To characterize the 60-kD protein present in PLC-γ immunoprecipitates further, we studied proteins that associate with tyrosine-phosphorylated Ras-GAP.14 15 16 Ogawa et al15 showed a 60-kD protein associated with Ras-GAP in c-Src–transformed NIH-3T3 cells that comigrated with a tyrosine-phosphorylated 60-kD protein immunoprecipitated by the monoclonal antibody 2C4.15 Because Ang II stimulates Ras25 and has been recently shown to stimulate tyrosine phosphorylation of Ras-GAP,26 we determined whether p60 associated with Ras-GAP in Ang II–stimulated cells. Stimulation of RASM cells with 100 nmol/L Ang II led to a time-dependent increase in tyrosine phosphorylation of Ras-GAP that peaked at 1 minute (Fig 4A⇓). However, there was no 60-kD protein whose tyrosine phosphorylation was stimulated by Ang II in Ras-GAP immunoprecipitates from Ang II–stimulated RASM cells (Fig 4B⇓, lower blot, lanes 1 and 2). Analysis of Ras-GAP at 1 and 10 minutes also failed to demonstrate p60 (data not shown). As a positive control, we used v-Src–transformed NIH-3T3 cells, which exhibit increased tyrosine phosphorylation of many signaling molecules. v-Src–transformed NIH 3T3 cells readily showed tyrosine phosphorylation of a 60-kD protein that was present in Ras-GAP immunoprecipitates (Fig 4B⇓, lower blot, lane 3). Using the 2C4 antibody to immunoprecipitate p60, we also demonstrated this finding (Fig 4B⇓, lower blot, lane 6). However, no tyrosine-phosphorylated p60 was detected in 2C4 immunoprecipitates from Ang II–stimulated cells (Fig 4B⇓, lower blot, lane 5). These findings indicate that p60 is not tyrosine-phosphorylated in RASM cells in response to Ang II.

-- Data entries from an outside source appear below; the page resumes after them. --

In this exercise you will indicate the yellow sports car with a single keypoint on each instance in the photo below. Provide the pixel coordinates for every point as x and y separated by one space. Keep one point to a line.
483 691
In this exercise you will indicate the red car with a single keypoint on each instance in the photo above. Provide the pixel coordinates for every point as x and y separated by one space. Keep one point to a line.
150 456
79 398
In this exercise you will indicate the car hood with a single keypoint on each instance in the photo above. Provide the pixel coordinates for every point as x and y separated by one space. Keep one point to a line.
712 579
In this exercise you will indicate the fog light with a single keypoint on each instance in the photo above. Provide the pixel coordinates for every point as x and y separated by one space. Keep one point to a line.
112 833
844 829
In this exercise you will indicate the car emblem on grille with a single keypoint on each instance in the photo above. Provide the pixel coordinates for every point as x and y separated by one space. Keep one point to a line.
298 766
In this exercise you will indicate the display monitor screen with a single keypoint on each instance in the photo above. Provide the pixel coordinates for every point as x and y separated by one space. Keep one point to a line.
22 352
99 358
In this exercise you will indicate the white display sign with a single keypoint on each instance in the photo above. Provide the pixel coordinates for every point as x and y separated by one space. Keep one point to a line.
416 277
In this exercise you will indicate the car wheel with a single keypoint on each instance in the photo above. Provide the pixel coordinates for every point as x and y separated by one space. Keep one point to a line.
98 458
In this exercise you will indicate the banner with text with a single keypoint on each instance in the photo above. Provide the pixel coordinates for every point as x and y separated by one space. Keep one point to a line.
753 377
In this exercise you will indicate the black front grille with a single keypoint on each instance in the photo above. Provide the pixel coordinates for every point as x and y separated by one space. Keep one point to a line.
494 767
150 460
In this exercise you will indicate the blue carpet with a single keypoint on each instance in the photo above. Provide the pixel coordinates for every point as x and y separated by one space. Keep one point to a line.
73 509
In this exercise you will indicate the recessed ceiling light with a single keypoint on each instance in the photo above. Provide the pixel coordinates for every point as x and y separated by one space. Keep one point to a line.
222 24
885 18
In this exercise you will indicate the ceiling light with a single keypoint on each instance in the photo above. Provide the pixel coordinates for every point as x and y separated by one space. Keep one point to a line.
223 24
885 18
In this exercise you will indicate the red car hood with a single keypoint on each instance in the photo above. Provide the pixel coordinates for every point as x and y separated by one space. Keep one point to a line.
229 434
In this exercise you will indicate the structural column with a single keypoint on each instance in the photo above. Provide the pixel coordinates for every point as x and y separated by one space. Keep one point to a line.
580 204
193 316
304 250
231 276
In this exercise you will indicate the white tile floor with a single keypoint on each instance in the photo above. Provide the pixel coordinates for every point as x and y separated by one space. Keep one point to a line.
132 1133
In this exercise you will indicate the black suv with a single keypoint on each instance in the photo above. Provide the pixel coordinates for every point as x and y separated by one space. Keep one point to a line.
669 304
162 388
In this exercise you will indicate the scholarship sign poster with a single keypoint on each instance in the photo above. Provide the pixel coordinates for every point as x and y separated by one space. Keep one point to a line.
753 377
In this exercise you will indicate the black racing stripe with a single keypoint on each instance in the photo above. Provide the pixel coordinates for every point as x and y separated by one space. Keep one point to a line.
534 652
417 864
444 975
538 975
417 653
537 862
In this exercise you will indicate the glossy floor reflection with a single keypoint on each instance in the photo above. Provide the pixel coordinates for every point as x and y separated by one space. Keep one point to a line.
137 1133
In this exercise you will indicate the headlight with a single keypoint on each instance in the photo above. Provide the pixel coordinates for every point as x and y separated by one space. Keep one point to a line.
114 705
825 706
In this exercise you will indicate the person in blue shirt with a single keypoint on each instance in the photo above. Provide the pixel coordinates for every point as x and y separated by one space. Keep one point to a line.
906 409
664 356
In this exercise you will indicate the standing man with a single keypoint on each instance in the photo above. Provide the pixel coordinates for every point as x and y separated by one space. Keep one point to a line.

Ang II Stimulates Phosphorylation of 84- and 97-kD Proteins: Identification of p97 as a Tyrosine-Phosphorylated Protein
Ang II stimulated phosphorylation of 84- and 97-kD proteins in PLC-γ immunoprecipitates. Phosphorylation of these proteins was enhanced by pretreating the cells for 1 hour with 100 μmol/L sodium orthovanadate (Fig 1A⇑). PKC downregulation of sodium orthovanadate–treated cells did not affect phosphorylation of p84 and p97 (Fig 1A⇑). Anti-phosphotyrosine Western blots of PLC-γ immunoprecipitates showed a time-dependent increase in tyrosine phosphorylation of PLC-γ–associated p97 upon stimulation with 100 nmol/L Ang II, with maximal phosphorylation at 5 to 10 minutes (Fig 5⇓). Anti-phosphotyrosine Western blots of PLC-γ immunoprecipitates failed to demonstrate an Ang II–stimulated increase in tyrosine phosphorylation of p84 (Fig 5⇓). To prove that the 97-kD protein detected in [32P]orthophosphate-labeled RASM cells (Fig 1⇑) corresponds to the 97-kD phosphotyrosine protein detected by Western blotting, we labeled RASM cells with [32P]orthophosphate, immunoprecipitated PLC-γ, size-fractionated the protein samples in an SDS gel, and transferred the proteins to a nitrocellulose membrane. The membrane was first subjected to autoradiography (Fig 6A⇓) and subsequently blotted with anti-phosphotyrosine antibodies (Fig 6B⇓). The PLC-γ–associated 97-kD protein labeled with [32P]orthophosphate was identical to the 97-kD protein detected by anti-phosphotyrosine Western blotting, as measured by electrophoretic mobility. The increase in total phosphorylation stimulated by Ang II paralleled the increase in tyrosine phosphorylation (Fig 6A⇓ and 6B⇓). Finally, equal amounts of PLC-γ were immunoprecipitated in both control and Ang II–treated cells (Fig 6C⇓).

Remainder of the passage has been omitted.